Beard v. Graff

*173BIERY, Justice,

dissenting.

Although for different reasons, I also respectfully dissent.

We are presented with the specific and narrow question of whether the statutory or common law of Texas recognizes a cause of action against a social host for providing alcoholic beverages to one who is obviously intoxicated and who subsequently injures a third person. While the legislative branch and our supreme court have not directly answered the question, there is sufficient recent implicit authority from our supreme court to conclude that this new cause of action is not recognized.

Although the legislature has spoken to the issue of “dram shop” liability, it has not addressed the duty of the social host because, by definition, a “provider” under the Texas Alcoholic Beverage Code is limited to one who “sells or serves an alcoholic beverage under authority of a license or permit ...” TEX.ALCO.BEV.CODE ANN. § 2.01 (West Supp.1990). Unlike California, Iowa, Minnesota and other state legislatures, our legislature has not specifically addressed the social host issue and, therefore, has not precluded the possibility of a common law cause of action.

Looking to the existing common law, I cannot agree that a lack of proximate cause is a valid reason for precluding liability on the part of the social host.
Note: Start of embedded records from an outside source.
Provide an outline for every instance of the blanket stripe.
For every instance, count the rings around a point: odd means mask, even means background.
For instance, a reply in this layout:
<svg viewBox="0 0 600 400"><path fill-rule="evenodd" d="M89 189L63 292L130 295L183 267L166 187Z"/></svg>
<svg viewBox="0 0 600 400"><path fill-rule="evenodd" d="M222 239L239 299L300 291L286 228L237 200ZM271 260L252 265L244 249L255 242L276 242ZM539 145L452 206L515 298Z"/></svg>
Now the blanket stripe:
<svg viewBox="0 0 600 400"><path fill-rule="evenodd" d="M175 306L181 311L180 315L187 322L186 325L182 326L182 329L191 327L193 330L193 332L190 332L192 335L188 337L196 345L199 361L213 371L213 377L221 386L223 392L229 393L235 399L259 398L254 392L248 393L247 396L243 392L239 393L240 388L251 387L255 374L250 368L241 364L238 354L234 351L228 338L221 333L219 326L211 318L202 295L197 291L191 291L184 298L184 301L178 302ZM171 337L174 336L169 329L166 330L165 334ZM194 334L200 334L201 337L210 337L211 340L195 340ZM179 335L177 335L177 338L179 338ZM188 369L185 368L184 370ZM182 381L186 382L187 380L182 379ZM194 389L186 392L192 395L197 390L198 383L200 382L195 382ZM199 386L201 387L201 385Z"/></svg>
For example, we have no difficulty in finding proximate cause where a person provides a vehicle to another person in a negligent entrustment cause of action. Further, we encounter no difficulty in finding proximate cause in a ease where a commercial provider of alcoholic beverage sells to an intoxicated person.

Given that our legislature has not specifically addressed the social host issue and that the traditional common law concept of proximate cause does not preclude a duty on a social host, we must then ascertain whether our State’s highest court, under the principle of stare decisis, has provided guidance. Only two years ago the Amarillo Court of Appeals in Walker v. Children’s Services, Inc., 751 S.W.2d 717 (Tex.App.—Amarillo 1988, writ denied), had before it the issue of a social host’s duty to the person to whom alcohol is served. Broadly stating the issue, however, to include social hosts’ liability to third-party victims as well, the Amarillo court concluded that the El Chico duty should not be extended to social hosts.

Subsequently, our supreme court, on application for writ of error, denied the application with the notation “Writ Denied.” Rule 133 of the Texas Rules of Appellate Procedure provides that if the “application presents no error of law which requires reversal or which is of such importance to the jurisprudence of the State as to require correction, the court will deny the application with the notation ‘Writ Denied.’ ” (Emphasis added.) Thus, our supreme court recently had before it this issue of importance to the jurisprudence of the State and implicitly concluded that the pronouncement of the Amarillo Court of Appeals need not be corrected. Analogous to an Erie guess in federal diversity litigation, I therefore conclude that our highest court does not recognize the cause of action asserted by the appellants herein.

Accordingly, I would affirm the judgment of the trial court.